There's a lot that families can do to de-stress a late-life downsize:
Slow it down
Sometimes, Buckles said, resistance to shedding that grandfather clock or box of old aprons is driven by the owner's desire to tell the stories behind them. "Once that's done, once somebody took the time to listen, they can give it up," he said.
Planning to pass down something once you're gone? Don't wait. "I've comforted hundreds of clients who have had to watch their possessions being donated, sold or tossed in a Dumpster," Hayes said. "Take the time to decide what you really need or love, and take steps to get rid of everything else NOW."
Nobody wants to be the emotional downer, and that can lead to stiff, empty attempts to stay positive when everybody's hurting, Mintz said. "Ask mom or dad, 'Does any of this make you feel anxious? Does any of this make you feel a little bit sad?' That tiny nudge goes miles toward a better outcome in the new place," she said.

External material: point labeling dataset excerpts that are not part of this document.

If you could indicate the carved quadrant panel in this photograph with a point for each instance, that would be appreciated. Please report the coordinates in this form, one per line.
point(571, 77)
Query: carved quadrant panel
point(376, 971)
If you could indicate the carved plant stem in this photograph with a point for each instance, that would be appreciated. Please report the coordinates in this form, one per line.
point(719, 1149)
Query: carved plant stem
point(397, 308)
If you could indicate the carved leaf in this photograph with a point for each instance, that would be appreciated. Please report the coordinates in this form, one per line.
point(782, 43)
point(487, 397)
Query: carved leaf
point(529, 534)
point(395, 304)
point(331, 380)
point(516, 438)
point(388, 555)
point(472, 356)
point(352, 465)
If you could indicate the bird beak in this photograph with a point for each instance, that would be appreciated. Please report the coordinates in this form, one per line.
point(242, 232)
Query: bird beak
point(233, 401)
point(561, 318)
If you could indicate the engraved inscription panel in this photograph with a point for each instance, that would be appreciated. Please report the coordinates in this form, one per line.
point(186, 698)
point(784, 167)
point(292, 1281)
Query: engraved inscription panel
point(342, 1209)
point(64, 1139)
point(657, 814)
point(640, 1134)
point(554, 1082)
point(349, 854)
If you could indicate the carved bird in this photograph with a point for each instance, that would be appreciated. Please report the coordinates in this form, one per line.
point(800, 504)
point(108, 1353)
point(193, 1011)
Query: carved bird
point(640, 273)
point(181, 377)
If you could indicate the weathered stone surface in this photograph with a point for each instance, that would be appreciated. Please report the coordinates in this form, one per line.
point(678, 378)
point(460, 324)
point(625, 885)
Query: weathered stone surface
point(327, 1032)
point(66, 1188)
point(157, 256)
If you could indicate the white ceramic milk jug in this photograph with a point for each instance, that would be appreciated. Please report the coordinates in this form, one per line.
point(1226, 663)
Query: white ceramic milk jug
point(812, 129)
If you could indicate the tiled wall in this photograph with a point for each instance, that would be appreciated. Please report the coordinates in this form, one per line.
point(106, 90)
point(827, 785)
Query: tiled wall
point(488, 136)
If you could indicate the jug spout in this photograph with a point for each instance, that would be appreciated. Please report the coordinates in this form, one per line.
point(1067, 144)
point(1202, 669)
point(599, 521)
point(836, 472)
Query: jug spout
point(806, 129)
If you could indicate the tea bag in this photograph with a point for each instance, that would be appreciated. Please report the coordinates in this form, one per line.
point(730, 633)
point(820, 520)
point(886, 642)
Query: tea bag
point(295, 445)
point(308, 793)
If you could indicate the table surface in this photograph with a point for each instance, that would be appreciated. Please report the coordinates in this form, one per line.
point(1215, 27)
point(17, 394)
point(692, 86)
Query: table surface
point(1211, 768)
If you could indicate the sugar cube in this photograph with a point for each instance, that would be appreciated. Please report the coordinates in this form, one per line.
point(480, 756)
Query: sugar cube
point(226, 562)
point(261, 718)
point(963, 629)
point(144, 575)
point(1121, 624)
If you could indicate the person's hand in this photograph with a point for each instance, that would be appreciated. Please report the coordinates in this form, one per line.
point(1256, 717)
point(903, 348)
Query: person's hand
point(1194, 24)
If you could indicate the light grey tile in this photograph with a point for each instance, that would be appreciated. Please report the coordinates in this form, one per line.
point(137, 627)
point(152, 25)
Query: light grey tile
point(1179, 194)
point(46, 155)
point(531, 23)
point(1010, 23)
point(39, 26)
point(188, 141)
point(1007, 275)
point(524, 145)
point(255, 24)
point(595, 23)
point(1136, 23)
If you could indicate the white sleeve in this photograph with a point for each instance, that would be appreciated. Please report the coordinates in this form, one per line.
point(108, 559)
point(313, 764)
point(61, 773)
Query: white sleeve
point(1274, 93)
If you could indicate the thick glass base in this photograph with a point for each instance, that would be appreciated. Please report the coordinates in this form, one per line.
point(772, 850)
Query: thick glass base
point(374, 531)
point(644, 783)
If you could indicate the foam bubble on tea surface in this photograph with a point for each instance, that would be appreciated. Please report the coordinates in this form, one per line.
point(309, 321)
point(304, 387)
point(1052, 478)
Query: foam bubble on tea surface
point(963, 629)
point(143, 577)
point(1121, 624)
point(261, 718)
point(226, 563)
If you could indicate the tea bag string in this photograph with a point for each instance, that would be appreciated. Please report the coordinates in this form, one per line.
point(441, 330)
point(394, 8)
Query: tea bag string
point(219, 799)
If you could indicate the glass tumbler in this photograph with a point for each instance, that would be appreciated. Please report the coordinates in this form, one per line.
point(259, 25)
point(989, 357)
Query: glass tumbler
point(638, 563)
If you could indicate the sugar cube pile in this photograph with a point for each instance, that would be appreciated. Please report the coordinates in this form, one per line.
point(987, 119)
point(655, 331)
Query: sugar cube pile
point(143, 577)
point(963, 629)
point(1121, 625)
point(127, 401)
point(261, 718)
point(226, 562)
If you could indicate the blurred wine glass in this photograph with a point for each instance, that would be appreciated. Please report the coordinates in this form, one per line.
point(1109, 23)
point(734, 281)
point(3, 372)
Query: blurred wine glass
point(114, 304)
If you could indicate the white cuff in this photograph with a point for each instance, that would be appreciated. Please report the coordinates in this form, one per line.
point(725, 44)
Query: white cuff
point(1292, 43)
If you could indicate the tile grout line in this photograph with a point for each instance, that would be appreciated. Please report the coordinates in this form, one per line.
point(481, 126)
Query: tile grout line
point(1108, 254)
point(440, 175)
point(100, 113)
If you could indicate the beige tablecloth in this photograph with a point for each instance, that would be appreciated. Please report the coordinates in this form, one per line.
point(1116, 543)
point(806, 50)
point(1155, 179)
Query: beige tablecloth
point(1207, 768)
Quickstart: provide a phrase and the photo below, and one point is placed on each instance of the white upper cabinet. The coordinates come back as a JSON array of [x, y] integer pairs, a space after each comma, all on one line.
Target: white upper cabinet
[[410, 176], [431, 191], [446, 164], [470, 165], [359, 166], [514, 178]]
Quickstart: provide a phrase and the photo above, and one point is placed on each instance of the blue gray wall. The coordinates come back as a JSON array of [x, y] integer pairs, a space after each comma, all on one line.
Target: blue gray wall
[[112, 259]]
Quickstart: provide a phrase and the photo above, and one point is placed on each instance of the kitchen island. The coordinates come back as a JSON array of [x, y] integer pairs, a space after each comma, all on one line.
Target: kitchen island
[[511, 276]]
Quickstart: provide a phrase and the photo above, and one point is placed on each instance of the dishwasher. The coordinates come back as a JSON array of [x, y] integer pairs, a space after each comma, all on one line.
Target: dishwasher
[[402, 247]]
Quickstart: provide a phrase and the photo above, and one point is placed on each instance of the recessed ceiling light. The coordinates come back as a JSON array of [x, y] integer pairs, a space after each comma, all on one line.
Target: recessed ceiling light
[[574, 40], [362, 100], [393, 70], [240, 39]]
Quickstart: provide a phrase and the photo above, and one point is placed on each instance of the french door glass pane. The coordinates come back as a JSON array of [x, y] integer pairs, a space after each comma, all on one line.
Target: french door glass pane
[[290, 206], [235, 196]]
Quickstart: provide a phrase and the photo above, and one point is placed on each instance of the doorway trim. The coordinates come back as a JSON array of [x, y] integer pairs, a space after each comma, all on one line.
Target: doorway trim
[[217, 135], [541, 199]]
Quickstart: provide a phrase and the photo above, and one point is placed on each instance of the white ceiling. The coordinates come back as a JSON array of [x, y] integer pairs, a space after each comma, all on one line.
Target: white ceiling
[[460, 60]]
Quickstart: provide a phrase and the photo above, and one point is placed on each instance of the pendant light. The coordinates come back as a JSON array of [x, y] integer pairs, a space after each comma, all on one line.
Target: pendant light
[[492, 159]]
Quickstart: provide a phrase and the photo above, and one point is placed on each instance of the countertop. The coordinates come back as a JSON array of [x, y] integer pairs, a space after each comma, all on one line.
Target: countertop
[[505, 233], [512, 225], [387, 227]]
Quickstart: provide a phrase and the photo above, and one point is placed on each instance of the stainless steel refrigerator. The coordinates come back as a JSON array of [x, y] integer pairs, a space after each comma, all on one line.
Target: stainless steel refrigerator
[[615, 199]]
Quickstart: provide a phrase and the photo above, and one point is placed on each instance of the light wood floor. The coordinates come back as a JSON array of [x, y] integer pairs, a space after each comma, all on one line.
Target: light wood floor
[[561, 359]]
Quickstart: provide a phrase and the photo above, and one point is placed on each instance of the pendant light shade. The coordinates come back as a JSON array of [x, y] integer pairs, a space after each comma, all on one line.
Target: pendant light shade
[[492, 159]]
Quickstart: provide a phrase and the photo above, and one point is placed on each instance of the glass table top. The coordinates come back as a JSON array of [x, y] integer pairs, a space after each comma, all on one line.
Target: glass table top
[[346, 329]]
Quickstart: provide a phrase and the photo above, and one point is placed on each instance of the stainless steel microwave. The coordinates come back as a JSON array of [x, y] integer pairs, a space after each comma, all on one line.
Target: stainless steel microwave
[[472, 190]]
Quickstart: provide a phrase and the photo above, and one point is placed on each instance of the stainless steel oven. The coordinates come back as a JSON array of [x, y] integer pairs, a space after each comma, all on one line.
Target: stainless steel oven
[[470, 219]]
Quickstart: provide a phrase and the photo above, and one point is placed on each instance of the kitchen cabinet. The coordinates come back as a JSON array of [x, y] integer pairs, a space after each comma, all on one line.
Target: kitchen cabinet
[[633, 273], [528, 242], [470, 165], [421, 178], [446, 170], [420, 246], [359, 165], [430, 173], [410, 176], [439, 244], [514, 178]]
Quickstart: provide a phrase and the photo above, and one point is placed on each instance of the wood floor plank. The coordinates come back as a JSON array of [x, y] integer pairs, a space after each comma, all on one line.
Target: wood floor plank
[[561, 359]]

Mom has always stored the silverware in the top drawer to the right of the fridge. Make sure that happens in her new home. Bring along her favorite beat-up ottoman that you wanted to toss, and have her new place set up with pictures on the wall and slippers bedside when she moves in.
Jo Magnum in Raleigh, N.C., twice downsized her parents with the help of her three siblings. They made a pact: no spouses involved. "They weren't allowed in on the conversations over who took what, where our parents went, who took care of the money. They weren't even allowed in the room," she said. "We just didn't need them there."
Downsize the downsize
Organizer Vickie Dellaquila in Pittsburgh wrote a book, "Don't Toss My Memories in the Trash: A Step-by-Step Guide to Helping Seniors Downsize, Organize and Move." Her advice? Don't give up everything in a set if it means that much. Save six rather than all 12 place settings of the good china or silverware. The same goes for treasured books.